Thinking it was fine I Winkey + L to lock computer over night again but the next day a drive failed BUT this time on port 2 in the console!
I have now reinstalled back to Matrix Storage Manager 8.8.0.1009 and rebuilt the array and run a Volume Verification and Repair with no errors and see if a drive fails to night.
So could their be a problem with the new Matrix Storage Manager RAID driver or could my OS array be about to fail?
The only way this will get resolved/looked at is if anyone here that went from Matrix Storage Manager 8.8 to 8.9 with a random drive failure when the drive is fine after going back to 8.8 for a week or more please do report this to Intel here:
http://supportmail.intel.com/scripts-emf/welcome.aspx?id=40
Line: Chipset Software
Product: Intel(R) Matrix Storage Manager
So far no drive failed when I went back to 8.8.0.1009.
I will give it some days then reinstall 8.9.0.1012 and see if a drive fails again.
Odd I'm sure it said 8.9.0.1012 when a downloaded it? Either way a did a hash check its the same as 8.9.0.1023 so same problem.
Just a note about error recovery in hard drives. A regular desktop-class drive is configured to be very persistent when it comes to data errors; this can cause problems in a RAID configuration. There's a good article about it on Wikipedia:
Time-Limited Error Recovery
Modern hard drives feature an ability to recover from some read/write errors by internally remapping sectors and other forms of self test and recovery. The process for this can sometimes take several seconds or (under heavy usage) minutes, during which time the drive is unresponsive. RAID controllers are designed to recognize a drive which does not respond within a few seconds, and mark it as unreliable, indicating that it should be withdrawn from use and the array rebuilt from parity data. This is a long process, degrades performance, and if a second drive should fail under the resulting additional workload, it can be catastrophic.
If the drive itself is inherently reliable but has some bad sectors, then TLER and similar features prevent a disk from being unnecessarily marked as "failed" by limiting the time spent on correcting detected errors before advising the array controller of a failed operation. The array controller can then handle the data recovery for the limited amount involved, rather than marking the entire drive as faulty.
http://en.wikipedia.org/wiki/Time-Limited_Error_Recovery
The article primarily addresses Western Digital's implementation of this feature, but it also mentions Seagate (Error Recovery Control [ERC]) and Samsung & Hitachi (Command Completion Time Limit [CCTL]). Here's another short article that specifically addresses Seagate:
What is Error Recovery Control?
http://www.hddoctor.net/what-is-error-recovery-control/
Western Digital has a utility to enable/disable TLER in their drives' firmware. However, it doesn't look like Seagate is so accomodating; their solution is to buy enterprise-class drives.
It could be that recent releases of the Intel Matrix Storage Manager software are less tolerant of these error-recovery delays. Some people have reported problems with 8.8 and 8.9 that were solved by dropping back to 8.7.
Thanks for the reply
I'm not having any problems with 8.8.0.1009 so far if that means anything.

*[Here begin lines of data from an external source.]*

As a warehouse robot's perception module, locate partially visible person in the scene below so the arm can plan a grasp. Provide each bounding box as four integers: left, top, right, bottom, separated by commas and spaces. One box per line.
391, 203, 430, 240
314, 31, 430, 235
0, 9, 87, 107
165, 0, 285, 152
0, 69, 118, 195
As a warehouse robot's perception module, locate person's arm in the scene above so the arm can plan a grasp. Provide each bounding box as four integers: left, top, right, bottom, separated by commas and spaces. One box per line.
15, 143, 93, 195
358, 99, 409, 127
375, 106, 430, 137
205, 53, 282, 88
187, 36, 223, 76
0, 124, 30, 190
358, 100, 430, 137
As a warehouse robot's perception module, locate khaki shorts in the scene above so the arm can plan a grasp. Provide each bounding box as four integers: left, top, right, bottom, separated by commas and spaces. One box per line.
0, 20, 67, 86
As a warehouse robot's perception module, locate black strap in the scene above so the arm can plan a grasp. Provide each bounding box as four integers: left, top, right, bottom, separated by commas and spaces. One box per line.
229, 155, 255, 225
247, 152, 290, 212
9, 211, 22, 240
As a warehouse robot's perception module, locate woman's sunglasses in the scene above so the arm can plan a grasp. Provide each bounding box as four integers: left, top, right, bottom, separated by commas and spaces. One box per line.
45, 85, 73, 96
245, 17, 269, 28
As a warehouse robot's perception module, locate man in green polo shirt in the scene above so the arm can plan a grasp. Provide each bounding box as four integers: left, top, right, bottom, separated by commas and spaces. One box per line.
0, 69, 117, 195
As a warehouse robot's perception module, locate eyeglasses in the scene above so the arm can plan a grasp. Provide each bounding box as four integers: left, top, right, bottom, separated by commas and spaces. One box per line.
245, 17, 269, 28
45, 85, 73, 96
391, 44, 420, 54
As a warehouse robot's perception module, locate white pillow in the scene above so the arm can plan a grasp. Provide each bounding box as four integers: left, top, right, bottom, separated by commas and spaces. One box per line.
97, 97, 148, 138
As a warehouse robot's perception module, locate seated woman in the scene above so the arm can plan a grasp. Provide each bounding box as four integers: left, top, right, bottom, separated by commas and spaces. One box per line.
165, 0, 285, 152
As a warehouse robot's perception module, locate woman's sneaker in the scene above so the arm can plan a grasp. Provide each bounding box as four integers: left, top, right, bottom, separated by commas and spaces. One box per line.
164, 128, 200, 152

What I don't get is a drive would fail over night (with 8.9.0.1023) when the system is idle...I could try an experiment where I give the drives something to do over night or do you think its a coincidence that two random drives failed over night?
Setup
Asus P6T deluxe v1
4x WD WD15001AALS
Vista 64
I have been using the above system now 8 months, updating to the latest version of IMSM each time a new version was released, The last update was April 2009 when 8.8.0.109 was released. All versions of IMSM worked fine until I updated to 8.9.0.1023 on the 18 July 2009 and within 4 hours I had two major system lockups where I had to use the reset button and go through the volume rebuild process each time. Since nothing else had changed on the system I quickly decided to go back to 8.8.0.1009, and since then I have had no problems - the system is as it was before I updated to 8.9.0.1023. I wasted a whole day on this problem.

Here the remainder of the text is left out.